In Pennsylvania, background checks are not required in private transfers of rifles or shotguns, and do not happen if a weapon is bought illegally. For the most part, Holt said, these are people who do not realize they can’t own a gun, and they’re trying to get one the “right way.”

To Joe Gothie, a defense attorney in York, the fact that sale or transfer of firearms is a felony does not give the whole picture.

The offense gravity score, one of the factors that’s used in the sentencing guidelines, is an eight on a one-to-14 scale. That means sale or transfer of firearms is rated the same as homicide by vehicle while driving under the influence, or theft of more than $100,000.

“The penalties are so extremely serious immediately,” Gothie said. “Someone who legitimately just screwed up, do they deserve to go to state prison over it?”

As it stands, few people are ever prosecuted for trying to buy a firearm while prohibited from doing so, and we need to make sure that those who are being prosecuted deserve it.
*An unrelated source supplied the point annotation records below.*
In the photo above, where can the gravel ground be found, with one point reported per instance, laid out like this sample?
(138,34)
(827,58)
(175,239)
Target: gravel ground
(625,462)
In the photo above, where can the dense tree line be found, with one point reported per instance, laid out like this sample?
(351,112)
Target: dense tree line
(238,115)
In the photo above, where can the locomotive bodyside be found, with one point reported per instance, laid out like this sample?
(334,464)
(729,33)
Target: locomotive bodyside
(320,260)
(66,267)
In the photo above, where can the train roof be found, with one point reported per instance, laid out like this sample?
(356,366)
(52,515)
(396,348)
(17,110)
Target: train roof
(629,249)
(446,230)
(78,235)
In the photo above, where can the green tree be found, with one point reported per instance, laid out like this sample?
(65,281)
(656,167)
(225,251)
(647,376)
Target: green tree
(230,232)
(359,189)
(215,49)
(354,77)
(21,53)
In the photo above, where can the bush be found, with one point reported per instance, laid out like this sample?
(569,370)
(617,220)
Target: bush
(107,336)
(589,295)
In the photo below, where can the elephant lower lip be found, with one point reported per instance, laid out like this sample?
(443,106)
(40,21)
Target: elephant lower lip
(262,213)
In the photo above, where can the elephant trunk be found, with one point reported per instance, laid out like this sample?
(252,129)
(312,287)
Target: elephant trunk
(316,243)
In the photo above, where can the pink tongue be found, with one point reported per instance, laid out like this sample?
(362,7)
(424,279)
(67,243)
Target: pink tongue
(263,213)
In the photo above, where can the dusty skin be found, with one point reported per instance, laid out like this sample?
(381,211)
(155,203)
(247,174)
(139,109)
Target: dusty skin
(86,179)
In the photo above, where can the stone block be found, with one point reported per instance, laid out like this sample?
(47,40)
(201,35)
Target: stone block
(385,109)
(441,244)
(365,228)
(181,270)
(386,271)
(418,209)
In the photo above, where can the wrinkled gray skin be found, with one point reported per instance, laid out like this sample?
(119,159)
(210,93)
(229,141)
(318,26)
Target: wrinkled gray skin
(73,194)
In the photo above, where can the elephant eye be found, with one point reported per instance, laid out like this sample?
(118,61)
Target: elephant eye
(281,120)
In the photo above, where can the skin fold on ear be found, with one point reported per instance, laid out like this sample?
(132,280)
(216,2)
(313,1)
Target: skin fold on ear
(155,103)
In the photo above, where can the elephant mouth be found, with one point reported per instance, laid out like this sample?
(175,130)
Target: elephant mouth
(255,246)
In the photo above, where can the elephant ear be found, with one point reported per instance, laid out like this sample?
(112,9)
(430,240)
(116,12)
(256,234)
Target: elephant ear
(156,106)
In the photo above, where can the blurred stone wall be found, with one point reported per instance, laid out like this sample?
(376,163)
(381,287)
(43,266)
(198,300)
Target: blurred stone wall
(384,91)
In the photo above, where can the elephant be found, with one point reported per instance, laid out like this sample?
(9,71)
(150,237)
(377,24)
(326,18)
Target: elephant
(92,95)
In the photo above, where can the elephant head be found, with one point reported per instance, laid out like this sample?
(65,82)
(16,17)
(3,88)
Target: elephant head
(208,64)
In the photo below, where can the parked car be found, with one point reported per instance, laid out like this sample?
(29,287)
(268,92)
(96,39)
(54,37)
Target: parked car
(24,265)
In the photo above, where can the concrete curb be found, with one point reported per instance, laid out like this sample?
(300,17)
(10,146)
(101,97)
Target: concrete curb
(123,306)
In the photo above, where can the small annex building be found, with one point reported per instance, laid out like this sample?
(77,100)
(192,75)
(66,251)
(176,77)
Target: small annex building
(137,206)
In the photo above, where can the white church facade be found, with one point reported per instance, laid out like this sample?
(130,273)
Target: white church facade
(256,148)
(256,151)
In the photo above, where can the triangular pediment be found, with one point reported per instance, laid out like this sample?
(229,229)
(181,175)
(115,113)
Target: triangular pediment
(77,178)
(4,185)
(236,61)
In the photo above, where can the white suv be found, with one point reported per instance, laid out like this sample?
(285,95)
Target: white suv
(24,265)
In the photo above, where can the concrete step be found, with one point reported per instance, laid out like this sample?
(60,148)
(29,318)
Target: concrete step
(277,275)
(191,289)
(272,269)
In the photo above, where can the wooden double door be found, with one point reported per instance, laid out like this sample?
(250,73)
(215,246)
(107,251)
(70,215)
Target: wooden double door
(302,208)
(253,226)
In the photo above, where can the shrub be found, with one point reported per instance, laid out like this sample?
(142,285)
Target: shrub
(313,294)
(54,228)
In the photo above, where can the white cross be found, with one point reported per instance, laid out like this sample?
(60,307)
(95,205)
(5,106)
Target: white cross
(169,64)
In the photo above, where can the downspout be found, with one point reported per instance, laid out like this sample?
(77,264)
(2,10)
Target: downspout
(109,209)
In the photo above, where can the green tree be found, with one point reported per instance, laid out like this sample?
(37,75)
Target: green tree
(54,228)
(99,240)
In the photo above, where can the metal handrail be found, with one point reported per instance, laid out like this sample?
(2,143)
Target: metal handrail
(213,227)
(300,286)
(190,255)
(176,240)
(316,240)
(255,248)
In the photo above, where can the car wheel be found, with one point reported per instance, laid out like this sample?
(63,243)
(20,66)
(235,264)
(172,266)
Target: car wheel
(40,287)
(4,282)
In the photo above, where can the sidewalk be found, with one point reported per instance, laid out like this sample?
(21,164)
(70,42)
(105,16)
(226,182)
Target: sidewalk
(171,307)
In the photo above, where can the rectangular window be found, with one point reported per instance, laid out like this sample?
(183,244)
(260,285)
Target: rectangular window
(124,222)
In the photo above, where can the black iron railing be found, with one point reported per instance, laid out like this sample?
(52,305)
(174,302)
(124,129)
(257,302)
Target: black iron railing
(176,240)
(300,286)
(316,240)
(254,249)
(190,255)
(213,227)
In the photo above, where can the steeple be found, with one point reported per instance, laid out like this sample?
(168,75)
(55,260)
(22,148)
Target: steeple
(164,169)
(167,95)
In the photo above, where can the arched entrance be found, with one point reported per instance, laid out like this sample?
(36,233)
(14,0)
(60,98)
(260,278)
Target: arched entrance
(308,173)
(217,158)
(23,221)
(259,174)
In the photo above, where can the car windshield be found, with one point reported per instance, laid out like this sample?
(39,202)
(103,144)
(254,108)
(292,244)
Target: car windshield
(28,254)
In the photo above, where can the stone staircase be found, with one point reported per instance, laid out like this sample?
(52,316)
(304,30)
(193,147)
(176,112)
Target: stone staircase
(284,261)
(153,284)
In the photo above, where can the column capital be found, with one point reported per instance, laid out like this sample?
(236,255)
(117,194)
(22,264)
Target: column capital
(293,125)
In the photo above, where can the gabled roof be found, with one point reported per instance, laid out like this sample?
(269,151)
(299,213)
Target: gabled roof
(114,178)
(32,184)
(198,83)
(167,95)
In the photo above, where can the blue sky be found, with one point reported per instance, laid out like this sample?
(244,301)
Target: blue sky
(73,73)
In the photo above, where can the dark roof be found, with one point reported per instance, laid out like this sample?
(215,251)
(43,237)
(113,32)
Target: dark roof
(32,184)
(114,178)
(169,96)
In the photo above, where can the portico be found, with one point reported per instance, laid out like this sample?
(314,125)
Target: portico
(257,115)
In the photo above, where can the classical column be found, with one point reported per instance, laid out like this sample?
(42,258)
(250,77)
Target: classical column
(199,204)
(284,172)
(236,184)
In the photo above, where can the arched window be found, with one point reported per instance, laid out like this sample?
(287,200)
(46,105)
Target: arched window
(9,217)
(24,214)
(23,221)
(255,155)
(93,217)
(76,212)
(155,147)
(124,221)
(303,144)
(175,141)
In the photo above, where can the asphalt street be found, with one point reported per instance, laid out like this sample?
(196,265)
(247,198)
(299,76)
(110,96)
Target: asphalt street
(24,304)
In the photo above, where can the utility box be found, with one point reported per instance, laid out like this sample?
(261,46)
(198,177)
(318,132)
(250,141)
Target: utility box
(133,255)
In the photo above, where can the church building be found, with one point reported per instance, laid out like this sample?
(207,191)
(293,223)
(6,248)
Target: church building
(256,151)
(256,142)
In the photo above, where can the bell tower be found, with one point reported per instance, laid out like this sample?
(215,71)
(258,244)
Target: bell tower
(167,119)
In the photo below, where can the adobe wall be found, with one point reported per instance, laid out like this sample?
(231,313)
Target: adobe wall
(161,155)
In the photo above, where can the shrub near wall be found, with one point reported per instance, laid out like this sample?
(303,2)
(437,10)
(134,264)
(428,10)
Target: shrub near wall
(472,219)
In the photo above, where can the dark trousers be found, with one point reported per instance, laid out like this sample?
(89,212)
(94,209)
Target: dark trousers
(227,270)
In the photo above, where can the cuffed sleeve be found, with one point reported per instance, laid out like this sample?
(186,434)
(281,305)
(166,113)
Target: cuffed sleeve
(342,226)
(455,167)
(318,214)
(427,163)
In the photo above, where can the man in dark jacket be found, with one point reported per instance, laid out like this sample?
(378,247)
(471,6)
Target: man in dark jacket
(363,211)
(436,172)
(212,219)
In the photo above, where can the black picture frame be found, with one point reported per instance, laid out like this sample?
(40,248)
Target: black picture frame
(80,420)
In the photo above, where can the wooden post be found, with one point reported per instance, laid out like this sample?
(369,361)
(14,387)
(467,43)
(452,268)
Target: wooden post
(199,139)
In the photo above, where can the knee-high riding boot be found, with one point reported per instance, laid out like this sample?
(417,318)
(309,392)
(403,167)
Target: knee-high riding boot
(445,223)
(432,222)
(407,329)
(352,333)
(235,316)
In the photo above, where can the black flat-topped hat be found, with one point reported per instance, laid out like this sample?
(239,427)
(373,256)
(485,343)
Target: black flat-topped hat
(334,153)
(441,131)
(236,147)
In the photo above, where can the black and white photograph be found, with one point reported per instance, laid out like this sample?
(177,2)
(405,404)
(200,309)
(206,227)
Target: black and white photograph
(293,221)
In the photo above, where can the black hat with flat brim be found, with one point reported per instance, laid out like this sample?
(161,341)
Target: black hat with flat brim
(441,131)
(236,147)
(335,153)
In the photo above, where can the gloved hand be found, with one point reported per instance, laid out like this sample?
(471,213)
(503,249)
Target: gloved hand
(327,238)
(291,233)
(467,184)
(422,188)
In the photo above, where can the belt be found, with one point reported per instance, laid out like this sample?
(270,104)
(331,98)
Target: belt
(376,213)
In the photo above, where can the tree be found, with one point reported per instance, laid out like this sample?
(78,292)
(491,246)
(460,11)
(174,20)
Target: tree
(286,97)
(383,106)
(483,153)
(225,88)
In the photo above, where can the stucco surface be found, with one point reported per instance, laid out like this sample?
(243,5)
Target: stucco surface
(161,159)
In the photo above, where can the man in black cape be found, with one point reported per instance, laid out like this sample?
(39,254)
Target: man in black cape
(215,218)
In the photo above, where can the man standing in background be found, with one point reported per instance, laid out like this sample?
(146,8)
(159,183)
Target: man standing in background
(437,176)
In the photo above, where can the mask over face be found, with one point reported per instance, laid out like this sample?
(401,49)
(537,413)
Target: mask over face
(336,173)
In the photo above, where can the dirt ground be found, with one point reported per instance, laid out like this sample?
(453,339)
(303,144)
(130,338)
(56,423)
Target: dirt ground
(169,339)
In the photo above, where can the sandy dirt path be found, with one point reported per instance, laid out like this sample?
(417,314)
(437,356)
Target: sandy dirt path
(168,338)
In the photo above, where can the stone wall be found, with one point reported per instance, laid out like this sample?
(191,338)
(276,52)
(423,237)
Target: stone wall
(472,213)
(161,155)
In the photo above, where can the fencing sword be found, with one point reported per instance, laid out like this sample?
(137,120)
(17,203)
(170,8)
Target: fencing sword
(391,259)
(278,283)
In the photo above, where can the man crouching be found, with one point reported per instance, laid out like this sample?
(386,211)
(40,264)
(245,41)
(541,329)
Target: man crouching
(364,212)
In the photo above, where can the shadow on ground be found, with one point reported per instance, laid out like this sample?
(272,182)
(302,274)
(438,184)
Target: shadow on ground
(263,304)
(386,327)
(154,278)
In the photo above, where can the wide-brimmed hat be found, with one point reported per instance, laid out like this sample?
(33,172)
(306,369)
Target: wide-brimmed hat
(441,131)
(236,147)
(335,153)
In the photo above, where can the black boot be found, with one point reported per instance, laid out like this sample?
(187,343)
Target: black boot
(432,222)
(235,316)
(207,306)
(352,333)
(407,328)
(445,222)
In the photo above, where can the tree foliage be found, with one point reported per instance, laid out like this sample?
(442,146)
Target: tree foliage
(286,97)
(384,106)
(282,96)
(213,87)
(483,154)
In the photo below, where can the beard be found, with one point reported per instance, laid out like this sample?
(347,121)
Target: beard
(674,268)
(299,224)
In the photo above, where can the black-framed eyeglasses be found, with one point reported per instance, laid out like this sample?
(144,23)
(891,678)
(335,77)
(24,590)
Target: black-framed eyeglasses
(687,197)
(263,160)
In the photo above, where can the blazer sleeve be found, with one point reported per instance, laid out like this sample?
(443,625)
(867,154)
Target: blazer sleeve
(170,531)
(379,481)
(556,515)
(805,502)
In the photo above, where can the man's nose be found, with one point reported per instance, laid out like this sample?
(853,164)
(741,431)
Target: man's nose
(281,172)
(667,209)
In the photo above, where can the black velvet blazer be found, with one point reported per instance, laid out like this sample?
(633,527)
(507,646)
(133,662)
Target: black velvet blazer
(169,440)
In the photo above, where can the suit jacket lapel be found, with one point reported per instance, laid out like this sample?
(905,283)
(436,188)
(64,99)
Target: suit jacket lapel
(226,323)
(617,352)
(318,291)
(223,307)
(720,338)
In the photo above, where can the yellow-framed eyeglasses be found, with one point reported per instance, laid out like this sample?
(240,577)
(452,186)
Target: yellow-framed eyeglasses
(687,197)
While I’m fine with rolling back every gun law in this country, I also think if you’re going to say some people are prohibited from even trying to buy a firearm, then you need to follow that through.

Especially before you tell me that our problem in this country is that our gun laws are too lax. Sorry, that ain’t gonna fly when the party saying it tends to vote against measures meant to shore up existing laws.

Kennedy’s proposal is something Republicans should counter gun control with, though the idea would be even stronger if it included a way for individual gun buyers to check on their status before an FFL submits their Form 4473 to the NICS system. Make the Democrats explain why it’s bad to arrest felons who try to buy a gun from a licensed dealer, but make sure that people who make an innocent mistake don’t end up caught up in a prosecutorial nightmare.

The question is, does the GOP have the spine to actually do that?